Nel caso di specie, il Tribunale per i Minorenni aveva condannato il minore in questione per il reato di cui all’art. 582 cod. pen. (lesioni personali), aggravato dai “futili motivi” (art. 61, n. 1, c.p.), in quanto, come accennato, questi aveva aggredito un parroco, colpendolo con calci e pugni, solo perché questi l’aveva invitato ad allontanarsi dal giardino di fronte alla parrocchia, dal momento che, insieme ad altri ragazzi, stava infastidendo i passanti.
La sentenza era stata confermata dalla Corte d’appello, con la conseguenza che il giovane imputato aveva deciso di rivolgersi alla Corte di Cassazione, nella speranza di ottenere l’annullamento della sentenza sfavorevole.

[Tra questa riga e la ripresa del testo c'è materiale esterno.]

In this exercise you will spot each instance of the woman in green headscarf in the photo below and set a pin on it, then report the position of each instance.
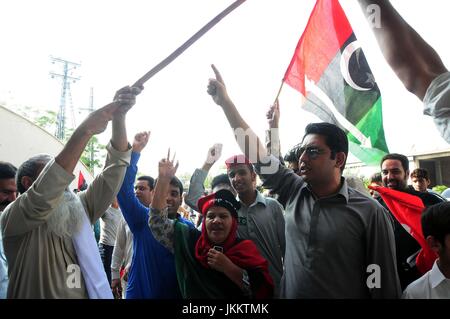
(213, 263)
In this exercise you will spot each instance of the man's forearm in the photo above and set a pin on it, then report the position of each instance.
(71, 153)
(119, 133)
(159, 199)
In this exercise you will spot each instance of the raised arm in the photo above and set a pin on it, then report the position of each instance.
(414, 61)
(272, 134)
(106, 185)
(160, 225)
(246, 138)
(135, 214)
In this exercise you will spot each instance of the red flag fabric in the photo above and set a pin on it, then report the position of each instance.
(327, 30)
(81, 181)
(408, 209)
(330, 70)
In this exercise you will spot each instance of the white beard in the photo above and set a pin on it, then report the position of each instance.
(67, 218)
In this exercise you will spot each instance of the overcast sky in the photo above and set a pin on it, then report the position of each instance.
(116, 42)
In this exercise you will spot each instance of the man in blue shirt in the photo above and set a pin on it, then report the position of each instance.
(152, 273)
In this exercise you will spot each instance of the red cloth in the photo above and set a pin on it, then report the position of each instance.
(408, 209)
(81, 181)
(327, 30)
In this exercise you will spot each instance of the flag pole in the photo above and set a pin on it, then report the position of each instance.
(279, 91)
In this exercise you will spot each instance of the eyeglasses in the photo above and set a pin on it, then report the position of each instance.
(312, 152)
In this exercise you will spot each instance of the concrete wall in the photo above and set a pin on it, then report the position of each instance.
(20, 139)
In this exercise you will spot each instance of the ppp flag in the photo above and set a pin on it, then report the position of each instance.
(331, 71)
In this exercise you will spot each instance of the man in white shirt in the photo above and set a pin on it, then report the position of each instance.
(435, 284)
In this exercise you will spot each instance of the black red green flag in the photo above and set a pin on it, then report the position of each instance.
(329, 68)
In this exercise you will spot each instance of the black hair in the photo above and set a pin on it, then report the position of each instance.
(436, 221)
(220, 179)
(150, 181)
(399, 157)
(7, 170)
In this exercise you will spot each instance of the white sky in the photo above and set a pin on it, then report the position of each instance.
(118, 41)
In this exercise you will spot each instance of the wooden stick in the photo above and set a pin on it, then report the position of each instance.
(161, 65)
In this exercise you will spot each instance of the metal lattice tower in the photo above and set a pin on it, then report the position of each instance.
(66, 78)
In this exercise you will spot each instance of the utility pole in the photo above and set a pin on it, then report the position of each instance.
(91, 143)
(66, 78)
(90, 108)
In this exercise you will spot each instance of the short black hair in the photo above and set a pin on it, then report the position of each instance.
(399, 157)
(376, 178)
(220, 179)
(7, 170)
(30, 168)
(436, 221)
(150, 181)
(335, 137)
(420, 173)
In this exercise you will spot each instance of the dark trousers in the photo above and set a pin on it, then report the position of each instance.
(106, 256)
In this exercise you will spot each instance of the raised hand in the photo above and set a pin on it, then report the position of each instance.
(166, 169)
(140, 141)
(126, 98)
(273, 115)
(97, 121)
(217, 89)
(116, 287)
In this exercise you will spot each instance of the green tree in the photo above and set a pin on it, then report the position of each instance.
(93, 156)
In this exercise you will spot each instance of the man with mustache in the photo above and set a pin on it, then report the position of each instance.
(260, 218)
(394, 174)
(337, 239)
(8, 192)
(47, 234)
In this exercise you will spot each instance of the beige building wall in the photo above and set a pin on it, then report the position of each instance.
(21, 139)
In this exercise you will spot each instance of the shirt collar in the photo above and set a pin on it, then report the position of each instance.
(259, 199)
(343, 191)
(436, 276)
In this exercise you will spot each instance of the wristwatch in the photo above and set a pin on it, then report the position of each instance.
(246, 283)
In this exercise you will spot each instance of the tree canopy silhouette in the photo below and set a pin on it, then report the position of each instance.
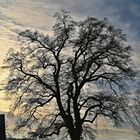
(64, 81)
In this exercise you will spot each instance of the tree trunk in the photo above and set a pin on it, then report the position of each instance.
(75, 135)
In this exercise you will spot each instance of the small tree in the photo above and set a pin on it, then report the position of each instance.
(80, 72)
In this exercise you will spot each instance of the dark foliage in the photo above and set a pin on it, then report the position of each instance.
(61, 83)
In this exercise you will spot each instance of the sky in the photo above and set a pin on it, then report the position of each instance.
(18, 15)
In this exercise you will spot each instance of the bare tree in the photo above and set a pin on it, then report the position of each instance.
(66, 80)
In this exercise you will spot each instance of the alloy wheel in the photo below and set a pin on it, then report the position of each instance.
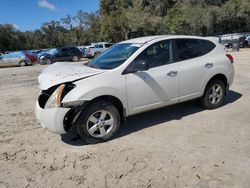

Secondo il ricorrente, infatti, “la ritenuta sproporzione tra la reazione dell'autore dell'aggressione e le motivazioni che ne sarebbero alla base (invito avanzato del sacerdote di allontanarsi)” era stata fondata solamente sulle dichiarazioni della persona offesa.
La Corte di Cassazione, tuttavia, non riteneva di poter dar ragione all’imputato, rigettando il relativo ricorso, in quanto “manifestamente infondato”.
Secondo la Cassazione, infatti, la Corte d’appello aveva del tutto correttamente condannato il ragazzino, riconoscendo, altresì, l’aggravante dei “futili motivi”, sulla base delle dichiarazioni della persona offesa, che non potevano considerarsi inattendibili.
L’imputato, infatti, aveva aggredito il parroco per, appunto, un motivo “futile”, rappresentato dall’invito del sacerdote ad allontanarsi dal giardino antistante la parrocchia, poichè infastidiva i passanti.
In proposito, la Cassazione osservava che la circostanza aggravante in questione sussiste quando, come nel caso di specie, la determinazione di commettere la condotta criminosa sia stata indotta da un fattore esterno di lieve entità e banale rispetto alla gravità del fatto, tanto “da apparire, secondo il comune modo di sentire, assolutamente insufficiente a provocare l'azione criminosa e da potersi considerare, più che una causa determinante dell'evento, un mero pretesto per lo sfogo di un impulso violento”.
Ciò considerato, la Corte di Cassazione riteneva di dover rigettare il ricorso proposto dall’imputato, confermando integralmente la sentenza di condanna emessa dalla Corte d’appello, compreso il riconoscimento dell’aggravante dei “futili motivi”.